Re: [PATCH 2/2] log: do not shorten decoration names too early

Jeff King <peff@xxxxxxxx> · Thu, 14 May 2015 13:49:45 -0400

On Thu, May 14, 2015 at 10:37:39AM -0700, Junio C Hamano wrote:

> Jeff King <peff@xxxxxxxx> writes:
> 
> > While we are on the subject of the name_decoration code, I had
> > considered at one point replacing the use of the decorate.[ch] hash
> > table with a commit_slab (you can't do it in the general case, because
> > decorate.[ch] handles arbitrary objects, but the name_decoration code
> > only does commits). It would in theory be faster, though I don't know if
> > the time we spend on the hash table is actually measurable (we make a
> > lot of queries on it, but it doesn't actually get that big in the first
> > place).
> 
> Hmmm, but I do not know if commit_slab is a good fit for the usage
> pattern.  I expect commit objects to be fairly sparsely decorated
> (e.g. a tag or ref pointing at say 1-2% of commits or fewer).
> Wouldn't the hashtable used by decorate.[ch] with the max load
> factor capped to 66% a better economy?

Good point. A slab would be less memory efficient, but cheaper to look
up (it is a direct memory reference, with no probing and no hashcmp()).
But cache effects matter, so it could even be slower.

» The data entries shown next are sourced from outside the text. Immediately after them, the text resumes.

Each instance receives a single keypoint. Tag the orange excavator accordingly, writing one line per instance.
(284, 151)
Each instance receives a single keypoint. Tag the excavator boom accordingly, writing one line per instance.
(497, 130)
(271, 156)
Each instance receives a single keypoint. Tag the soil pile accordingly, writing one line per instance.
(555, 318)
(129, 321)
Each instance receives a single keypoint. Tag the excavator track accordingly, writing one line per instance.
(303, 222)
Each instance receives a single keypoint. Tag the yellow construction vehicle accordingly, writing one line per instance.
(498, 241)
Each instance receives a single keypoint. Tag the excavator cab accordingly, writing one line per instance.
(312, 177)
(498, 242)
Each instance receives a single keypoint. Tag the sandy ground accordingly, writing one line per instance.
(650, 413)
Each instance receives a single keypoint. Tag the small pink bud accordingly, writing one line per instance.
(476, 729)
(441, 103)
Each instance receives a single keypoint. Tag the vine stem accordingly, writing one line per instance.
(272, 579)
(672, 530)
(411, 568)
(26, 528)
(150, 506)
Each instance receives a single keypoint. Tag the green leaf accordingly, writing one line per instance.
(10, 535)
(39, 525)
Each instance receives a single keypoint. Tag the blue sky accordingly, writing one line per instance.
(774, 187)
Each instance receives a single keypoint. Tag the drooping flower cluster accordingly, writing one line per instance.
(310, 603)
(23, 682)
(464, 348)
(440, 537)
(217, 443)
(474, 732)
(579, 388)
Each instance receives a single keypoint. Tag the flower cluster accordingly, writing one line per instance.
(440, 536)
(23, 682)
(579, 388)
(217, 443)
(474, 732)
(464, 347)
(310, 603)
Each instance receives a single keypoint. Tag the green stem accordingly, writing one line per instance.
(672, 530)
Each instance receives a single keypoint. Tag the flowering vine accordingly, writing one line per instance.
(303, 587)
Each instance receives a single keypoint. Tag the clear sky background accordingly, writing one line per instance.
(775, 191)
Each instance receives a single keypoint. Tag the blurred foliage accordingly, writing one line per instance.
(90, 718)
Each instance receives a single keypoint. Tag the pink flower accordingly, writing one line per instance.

On the other hand, the slab makes it easy to actually store the real
type (struct name_decoration), whereas the decorate hash stores only
pointers. So we'd save an extra malloc/pointer in each case.

So with your slab_peek() below, I'd guess that the slab would actually
be faster. But I'd also be unsurprised if it makes no appreciable
difference to the overall runtime of "git log --decorate". I think we'd
have to build it and profile (and please feel free to say "eh, not worth
the time to think about further").

> I notice that there is no API into commit_slab to ask "Does this
> commit have data in the slab?"  *slabname##_at() may be the closest
> thing, but that would allocate the space and then says "This is the
> slot for that commit; go check if there is data there already."

Yes. I think it's not a big deal if your slab is reasonably full (you'll
extend it to the full size of your commit space eventually either way).
But for a sparse slab, it does make that query much more expensive than
it needs to be.

> Perhaps we want a new function *slabname##_peek() with the same
> signature as *slabname##_at() that returns NULL when commit->index
> is larger than the last existing element in the slab?  Then the
> above would become more like:
> 
>     const void *get_cached_commit_buffer(const struct commit *commit, unsigned long *sizep)
>     {
>             struct commit_buffer *v = buffer_slab_peek(&buffer_slab, commit);
>             if (!v)
>                     return NULL;
>             if (sizep)
>                     *sizep = v->size;
>             return v->buffer;
>     }

Yeah, I agree that is a good interface. It is basically a read-only
version of slab_at(). And it should be similarly agnostic as to the type
we are storing, because the pointer is into the slab array.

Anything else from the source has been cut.